Spooky games bring out the X-Files in us all
By Chris O'Neal 06/06/2013
The Bureau: XCOM Declassified, will be available Aug. 20 for PC, Xbox 360 and PS3.
Remember Me is available now for PS3 and Xbox 360, $59.99.
The late-’90s had most nerds dying to become the next agent exploring the X-Files. Mulder and Scully were the king and queen of paranormal, and the envy of every novice investigator. It didn’t hurt that the two had supermodel good looks or that a new monster appeared weekly. Reality can feel a bit dull by comparison. Good thing, then, that the world of video games is so immersive! Instead of putting yourself in real danger, a multitude of games offer the ability to investigate the strange, weird world of the supernatural from the comfort of your living room.
The Bureau: XCOM Declassified brings us back into the trippy world of alien invasions and government secrets, as it has for the last 20 years, ever since that first alien encounter on the original PlayStation and Windows.
You may recall that 2012 saw the release of XCOM: Enemy Unknown, and think that there sure are a lot of XCOM games being released as of late. You’d be right to think that. The series has been getting a serious reboot, and the developers are stepping carefully around the details. XCOM isn’t a series to be trifled with. Proof lies in its 50 percent success rate — of four proposed titles, XCOM spinoffs and sequels, only two have been (and will be) published.
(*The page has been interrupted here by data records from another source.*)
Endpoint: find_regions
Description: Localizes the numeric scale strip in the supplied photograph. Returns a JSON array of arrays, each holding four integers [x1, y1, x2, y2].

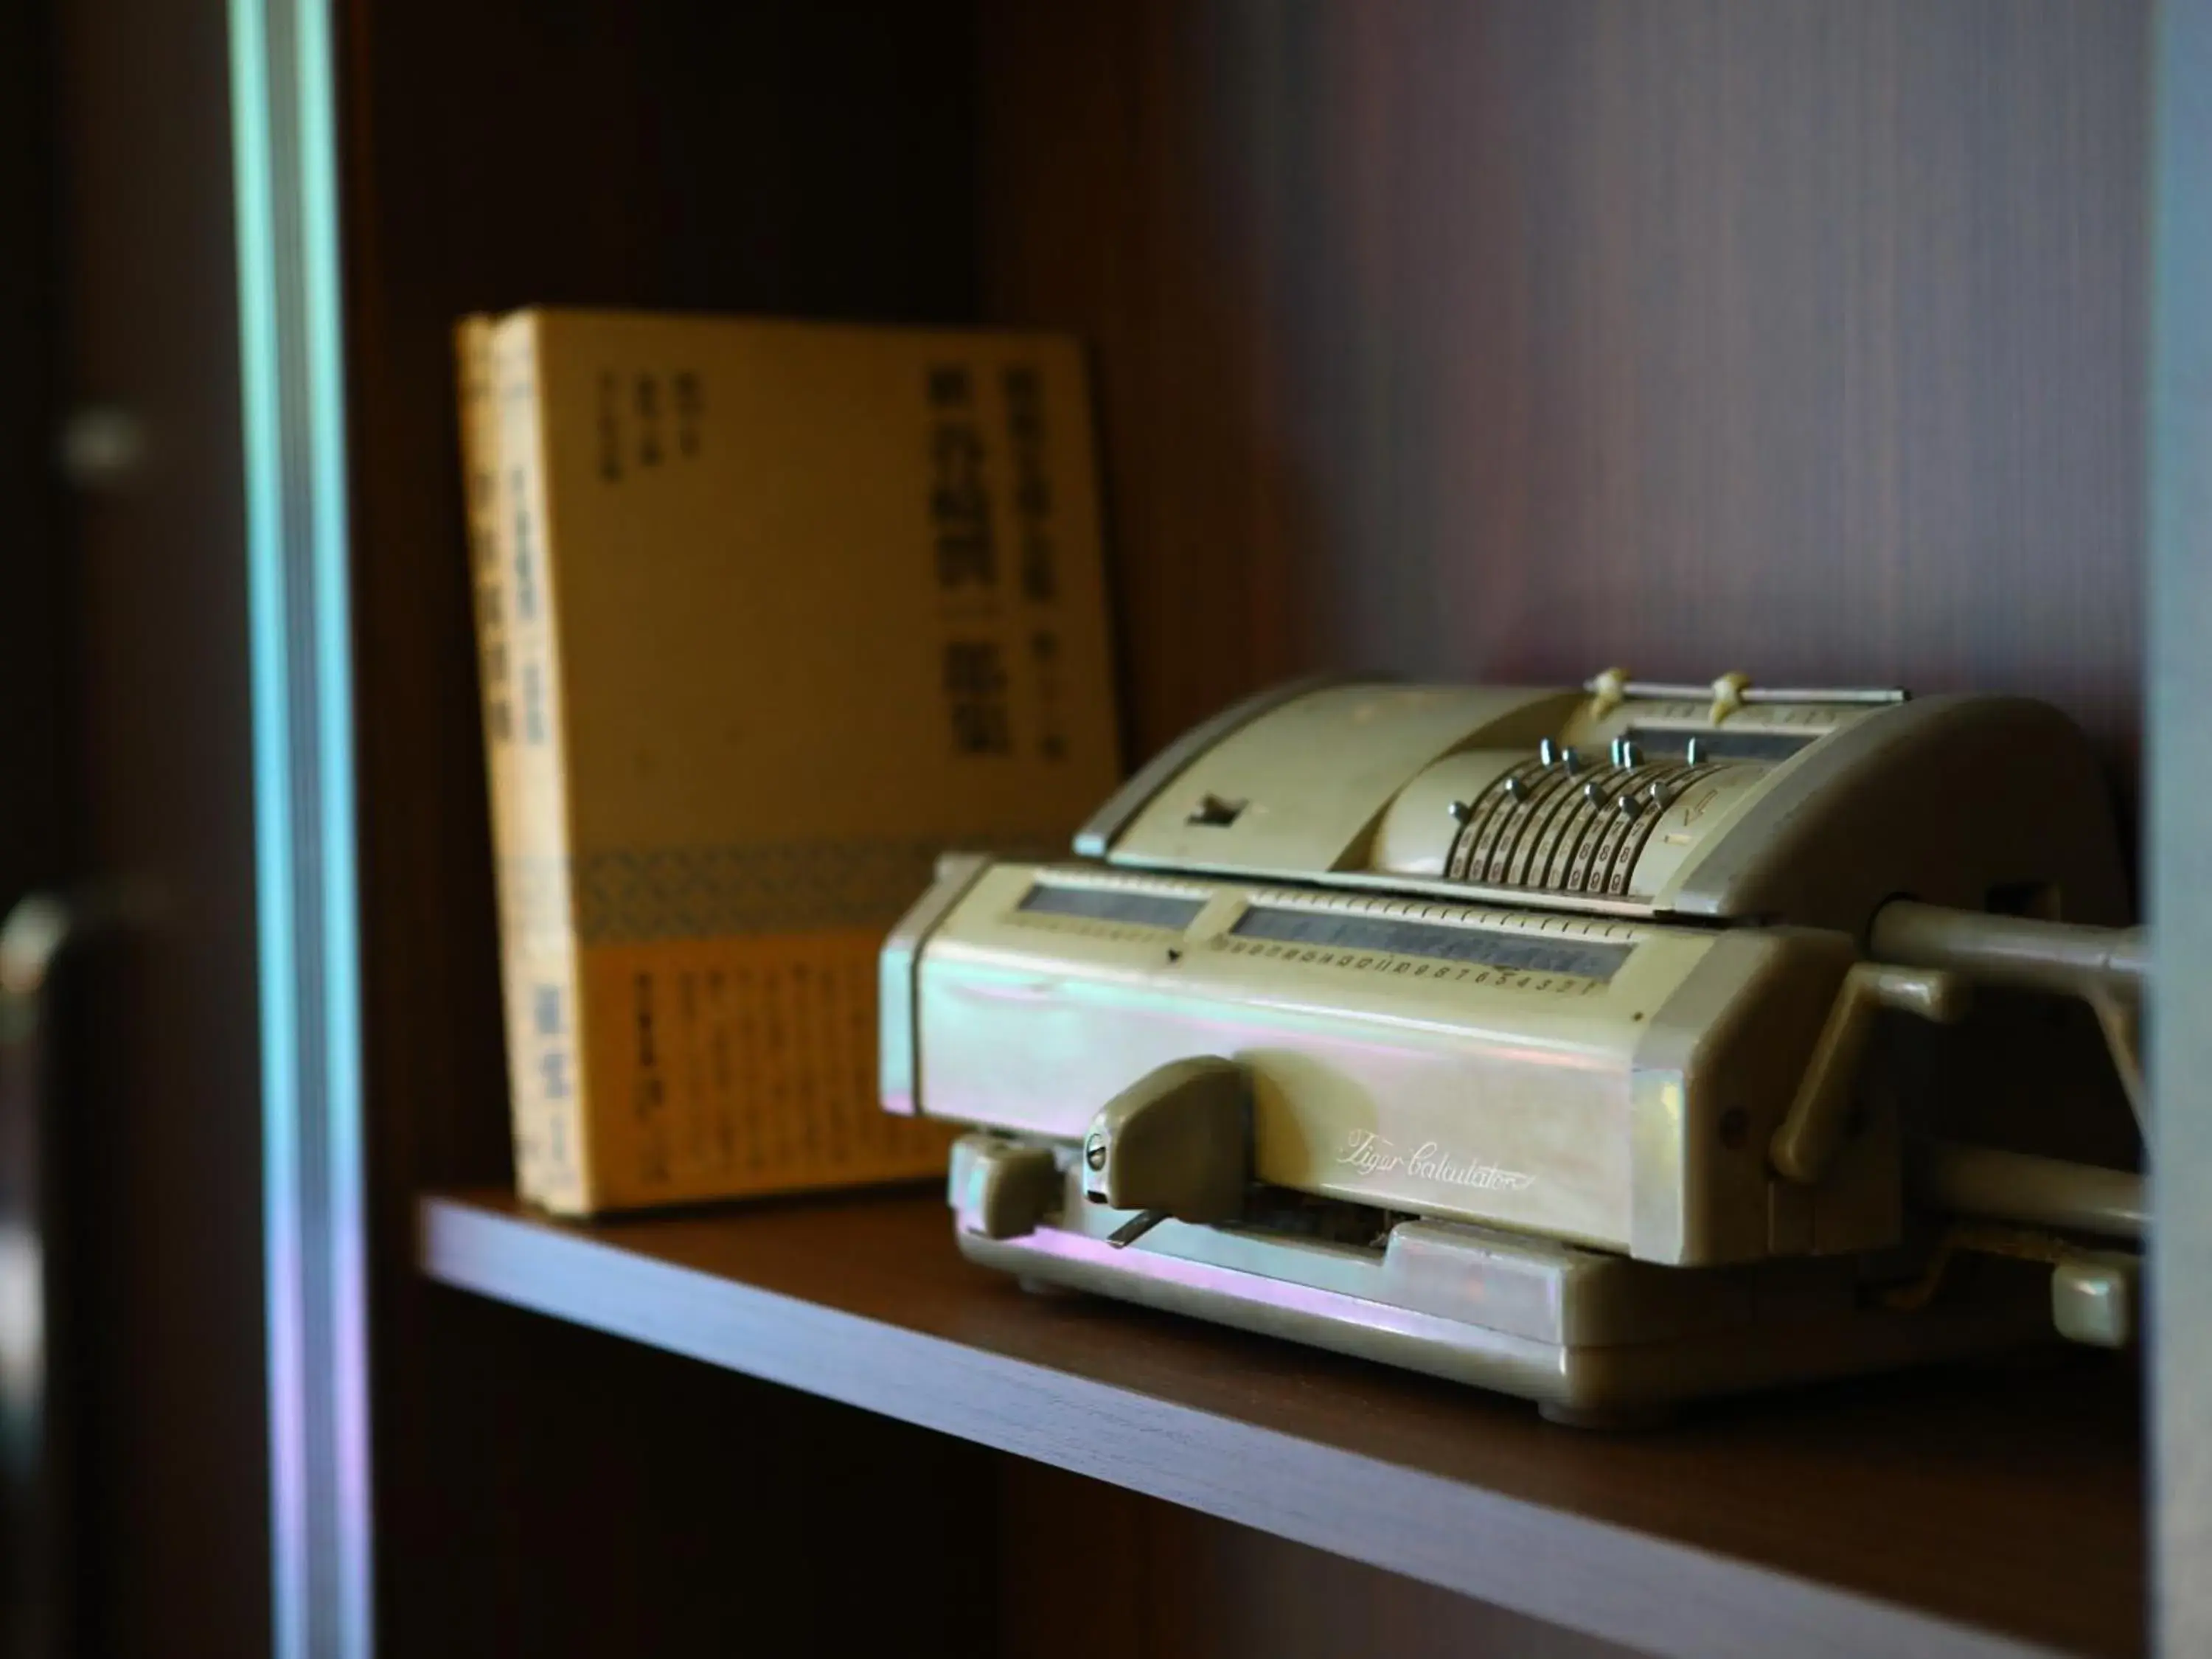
[[419, 1195, 2067, 1659]]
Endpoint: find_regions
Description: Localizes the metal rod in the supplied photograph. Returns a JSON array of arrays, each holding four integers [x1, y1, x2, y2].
[[1580, 678, 1909, 706], [1910, 1139, 2145, 1241], [1871, 901, 2147, 999]]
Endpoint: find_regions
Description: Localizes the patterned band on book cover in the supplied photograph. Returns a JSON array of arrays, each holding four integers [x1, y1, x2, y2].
[[501, 835, 1057, 947]]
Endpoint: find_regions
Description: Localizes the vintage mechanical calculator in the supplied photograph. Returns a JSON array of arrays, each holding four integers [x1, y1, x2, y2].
[[880, 675, 2145, 1424]]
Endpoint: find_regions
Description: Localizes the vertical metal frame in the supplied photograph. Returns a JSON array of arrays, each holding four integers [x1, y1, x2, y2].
[[228, 0, 369, 1651], [2151, 1, 2212, 1652]]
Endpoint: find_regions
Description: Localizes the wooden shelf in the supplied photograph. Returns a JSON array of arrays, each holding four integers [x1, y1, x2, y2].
[[420, 1189, 2142, 1659]]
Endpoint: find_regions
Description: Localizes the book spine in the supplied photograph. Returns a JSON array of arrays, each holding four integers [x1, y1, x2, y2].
[[488, 316, 591, 1213], [454, 316, 543, 1203]]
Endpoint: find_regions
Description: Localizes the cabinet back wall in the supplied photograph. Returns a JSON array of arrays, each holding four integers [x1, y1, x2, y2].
[[981, 0, 2146, 786]]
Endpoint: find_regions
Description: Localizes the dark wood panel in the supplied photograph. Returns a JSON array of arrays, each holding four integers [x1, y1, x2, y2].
[[980, 1, 2146, 786], [403, 1283, 995, 1658], [335, 2, 988, 1650], [51, 0, 272, 1652], [0, 0, 67, 911], [997, 1462, 1632, 1659], [0, 9, 72, 1645], [422, 1189, 2144, 1659]]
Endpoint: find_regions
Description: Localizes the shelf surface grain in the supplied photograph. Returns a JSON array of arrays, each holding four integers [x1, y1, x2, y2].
[[420, 1188, 2142, 1659]]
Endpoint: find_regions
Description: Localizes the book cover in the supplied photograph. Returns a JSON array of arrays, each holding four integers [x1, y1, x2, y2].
[[456, 307, 1121, 1214]]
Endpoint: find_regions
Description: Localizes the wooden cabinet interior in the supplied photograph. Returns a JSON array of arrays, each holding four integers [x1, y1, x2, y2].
[[345, 2, 2150, 1653]]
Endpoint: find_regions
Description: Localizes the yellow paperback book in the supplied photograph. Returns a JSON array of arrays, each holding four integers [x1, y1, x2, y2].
[[454, 307, 1121, 1215]]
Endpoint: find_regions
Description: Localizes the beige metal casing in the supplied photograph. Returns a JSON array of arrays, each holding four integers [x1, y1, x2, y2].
[[901, 861, 1870, 1265], [1101, 684, 1582, 879], [947, 1145, 2052, 1417], [882, 675, 2140, 1413], [1086, 681, 2127, 942]]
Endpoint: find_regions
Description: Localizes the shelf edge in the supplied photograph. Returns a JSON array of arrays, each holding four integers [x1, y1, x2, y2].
[[417, 1194, 2067, 1659]]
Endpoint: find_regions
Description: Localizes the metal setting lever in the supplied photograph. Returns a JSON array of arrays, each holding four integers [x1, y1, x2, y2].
[[949, 1136, 1061, 1239], [1081, 1057, 1252, 1234], [1106, 1211, 1170, 1250], [1771, 964, 1971, 1185]]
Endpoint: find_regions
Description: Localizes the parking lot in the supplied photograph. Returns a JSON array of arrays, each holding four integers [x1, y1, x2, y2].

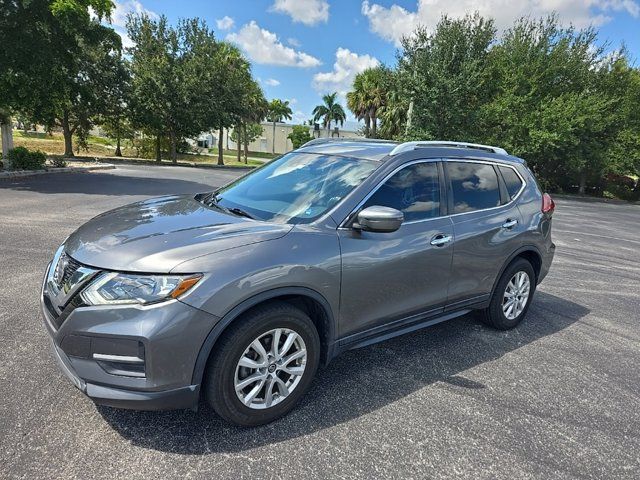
[[1, 165, 639, 479]]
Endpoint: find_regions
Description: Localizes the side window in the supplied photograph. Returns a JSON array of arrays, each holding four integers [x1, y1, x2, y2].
[[498, 166, 524, 200], [447, 162, 501, 214], [363, 162, 441, 222]]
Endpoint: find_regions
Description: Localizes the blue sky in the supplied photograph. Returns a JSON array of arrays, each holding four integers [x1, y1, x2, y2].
[[109, 0, 640, 127]]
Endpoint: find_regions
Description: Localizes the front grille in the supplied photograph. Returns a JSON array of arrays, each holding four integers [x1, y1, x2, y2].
[[56, 254, 83, 289]]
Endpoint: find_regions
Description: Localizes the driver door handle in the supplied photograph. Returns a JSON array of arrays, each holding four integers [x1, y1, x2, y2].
[[502, 219, 518, 229], [430, 234, 452, 246]]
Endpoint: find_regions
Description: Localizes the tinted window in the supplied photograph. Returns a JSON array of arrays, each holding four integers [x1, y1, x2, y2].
[[448, 162, 501, 213], [363, 162, 440, 222], [499, 166, 524, 200]]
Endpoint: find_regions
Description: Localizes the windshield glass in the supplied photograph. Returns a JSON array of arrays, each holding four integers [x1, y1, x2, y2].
[[204, 152, 379, 224]]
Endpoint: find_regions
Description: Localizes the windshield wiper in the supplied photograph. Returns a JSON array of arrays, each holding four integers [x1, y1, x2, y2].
[[227, 207, 255, 220]]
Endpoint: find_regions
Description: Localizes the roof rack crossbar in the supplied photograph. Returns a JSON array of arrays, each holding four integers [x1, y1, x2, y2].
[[389, 141, 508, 156]]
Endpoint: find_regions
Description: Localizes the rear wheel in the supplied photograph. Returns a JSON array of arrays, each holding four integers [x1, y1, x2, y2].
[[204, 302, 320, 426], [480, 258, 536, 330]]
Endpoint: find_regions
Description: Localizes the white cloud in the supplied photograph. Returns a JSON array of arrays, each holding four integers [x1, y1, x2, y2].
[[361, 0, 640, 46], [216, 16, 235, 31], [111, 0, 158, 28], [264, 78, 281, 86], [287, 37, 301, 47], [227, 21, 321, 68], [271, 0, 329, 25], [106, 1, 158, 50], [312, 48, 380, 95]]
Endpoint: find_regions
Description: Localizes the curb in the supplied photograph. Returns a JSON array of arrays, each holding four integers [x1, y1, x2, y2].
[[0, 164, 115, 180], [67, 156, 257, 171]]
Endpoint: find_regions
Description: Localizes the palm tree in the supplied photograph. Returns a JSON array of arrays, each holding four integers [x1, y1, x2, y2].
[[346, 67, 388, 138], [312, 92, 346, 137], [266, 99, 292, 154]]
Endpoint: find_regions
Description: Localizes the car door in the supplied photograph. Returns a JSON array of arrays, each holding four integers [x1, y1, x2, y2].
[[337, 160, 454, 339], [444, 160, 525, 309]]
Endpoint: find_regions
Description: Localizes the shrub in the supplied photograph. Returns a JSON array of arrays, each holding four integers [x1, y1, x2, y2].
[[287, 125, 312, 149], [51, 157, 67, 168], [8, 146, 47, 170]]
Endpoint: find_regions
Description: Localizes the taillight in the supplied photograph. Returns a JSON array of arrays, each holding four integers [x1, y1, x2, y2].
[[542, 193, 555, 215]]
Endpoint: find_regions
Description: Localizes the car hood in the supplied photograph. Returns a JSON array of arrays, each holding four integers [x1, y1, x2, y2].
[[64, 194, 292, 272]]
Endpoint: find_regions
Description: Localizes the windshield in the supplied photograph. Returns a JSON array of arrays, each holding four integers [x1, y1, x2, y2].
[[203, 152, 379, 224]]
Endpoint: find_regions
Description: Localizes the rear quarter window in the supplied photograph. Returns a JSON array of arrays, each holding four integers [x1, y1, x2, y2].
[[498, 166, 524, 200]]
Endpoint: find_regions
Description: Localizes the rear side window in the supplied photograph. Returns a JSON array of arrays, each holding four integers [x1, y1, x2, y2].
[[499, 166, 524, 200], [363, 162, 441, 222], [447, 162, 501, 214]]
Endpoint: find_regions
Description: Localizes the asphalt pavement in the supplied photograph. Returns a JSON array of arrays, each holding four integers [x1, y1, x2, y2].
[[0, 165, 638, 479]]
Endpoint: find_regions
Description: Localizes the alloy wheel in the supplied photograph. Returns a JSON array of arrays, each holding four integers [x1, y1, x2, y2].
[[234, 328, 307, 410], [502, 271, 531, 320]]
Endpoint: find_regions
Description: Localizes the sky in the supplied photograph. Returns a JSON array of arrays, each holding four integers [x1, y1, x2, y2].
[[107, 0, 640, 127]]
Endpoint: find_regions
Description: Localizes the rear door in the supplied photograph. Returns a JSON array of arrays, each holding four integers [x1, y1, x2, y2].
[[337, 160, 454, 339], [444, 160, 525, 308]]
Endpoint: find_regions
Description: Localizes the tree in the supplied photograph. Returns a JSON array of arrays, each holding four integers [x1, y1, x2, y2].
[[313, 92, 347, 137], [399, 14, 496, 141], [0, 0, 118, 157], [100, 53, 132, 157], [347, 67, 388, 138], [231, 123, 263, 163], [287, 125, 313, 149], [266, 99, 293, 154]]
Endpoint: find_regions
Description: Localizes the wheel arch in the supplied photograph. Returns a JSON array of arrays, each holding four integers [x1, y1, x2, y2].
[[490, 246, 543, 298], [191, 287, 337, 386]]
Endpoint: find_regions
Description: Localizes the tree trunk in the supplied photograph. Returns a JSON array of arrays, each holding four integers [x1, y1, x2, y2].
[[218, 125, 224, 166], [327, 120, 331, 137], [169, 129, 177, 163], [115, 135, 122, 157], [272, 121, 276, 154], [1, 118, 14, 163], [578, 171, 587, 195], [236, 125, 241, 163], [363, 112, 371, 138], [243, 124, 249, 164], [370, 110, 377, 138], [155, 134, 161, 162], [62, 110, 74, 158]]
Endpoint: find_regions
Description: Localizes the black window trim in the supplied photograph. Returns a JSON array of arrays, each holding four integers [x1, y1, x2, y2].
[[443, 158, 527, 217], [338, 158, 446, 228]]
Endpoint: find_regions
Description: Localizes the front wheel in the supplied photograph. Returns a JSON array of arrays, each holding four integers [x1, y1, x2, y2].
[[480, 258, 536, 330], [204, 302, 320, 426]]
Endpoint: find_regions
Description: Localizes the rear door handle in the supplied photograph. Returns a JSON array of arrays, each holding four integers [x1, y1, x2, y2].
[[430, 234, 452, 246], [502, 219, 518, 229]]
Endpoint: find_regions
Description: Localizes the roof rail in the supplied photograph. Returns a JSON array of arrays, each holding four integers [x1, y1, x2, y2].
[[389, 141, 508, 156], [300, 137, 398, 148]]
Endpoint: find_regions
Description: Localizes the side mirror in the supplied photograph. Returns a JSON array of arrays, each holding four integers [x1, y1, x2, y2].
[[354, 206, 404, 233]]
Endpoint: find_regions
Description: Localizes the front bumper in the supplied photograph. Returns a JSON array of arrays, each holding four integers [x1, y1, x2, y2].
[[41, 265, 220, 411]]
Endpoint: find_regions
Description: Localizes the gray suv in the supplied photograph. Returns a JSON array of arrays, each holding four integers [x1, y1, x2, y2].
[[41, 140, 555, 426]]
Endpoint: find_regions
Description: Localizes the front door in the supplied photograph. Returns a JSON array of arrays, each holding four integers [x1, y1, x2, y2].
[[337, 161, 454, 339]]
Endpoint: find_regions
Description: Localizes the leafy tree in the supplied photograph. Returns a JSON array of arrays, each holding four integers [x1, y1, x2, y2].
[[287, 125, 313, 149], [100, 53, 132, 156], [347, 67, 388, 138], [312, 92, 346, 136], [231, 123, 264, 163], [266, 99, 293, 154], [0, 0, 118, 157], [399, 14, 496, 141]]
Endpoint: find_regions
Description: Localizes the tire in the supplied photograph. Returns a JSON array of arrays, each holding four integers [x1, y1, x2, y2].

The Bureau is a different kind of monster. Developed by 2K Marin, the same iffy force that brought us the first uncalled-for sequel to Bioshock, The Bureau is a third-person shooter revolving around a need to strategically guide your AI partners. This isn’t Mass Effect, where one can point and click a location and the AI will do the rest. Positioning is key to survival, and the consequences are immense. Characters that are dead stay dead.
There’s no need to worry about that, though. This is the 1960s and you’re equipped with all manner of alien weaponry. You and your partners are able to survive the fiercest firefights while looking absolutely stylish in a suit and fedora. Note: Fedoras are cool on certain manly men from a bygone generation, not so much on Captain Anime of the 21st century.
Barring any unforeseen cancellations, The Bureau: XCOM Declassified is set for an August release. Keep your eye on the sky and look for this title when it becomes available.
Psychological spookiness is something that only masters can truly perform in a real and satisfying way. The Shining comes to mind, or John Carpenter’s The Thing. We might be overlooking the world of science fiction, though. In sci-fi, horror can pop out of seemingly innocent situations.
While developer DONTNOD Entertainment’s Remember Me sets itself up as an action-packed sci-fi romp, there’s something truly scary about its premise. In future Paris, individual memories are bought and sold by multinational corporations. Junkies live in sewers feeding off memories, and trained individuals are sent out to collect (i.e., steal) the memories of poor saps on the streets.
You take control of Nilin, an elite memory hunter who has had her own memory erased. Now on the hunt for her own memories (as well as stopping to take a few here and there), Nilin encounters a spooky world where science has run amok.
A pivotal scene from the trailer shows Nilin avoiding obstacles as a humanoid robot chases her down a corridor in a scene reminiscent of The Terminator. But the game attempts to dive into a deeper philosophical message that doesn’t quite click. Gameplay is rather straightforward and offers no room for exploration. Battling enemies has an air about it that would be more comfortable in a lesser title.
Let’s put aside the poorly thought-out gameplay for a moment and think about what could have been: a truly psychological horror story in which your memories are not your own, set in a futuristic world where you are a commodity and the very people who hired you are now trying to terminate you. Even Mulder and Scully might have trouble getting out of this one. (They totally would, though.)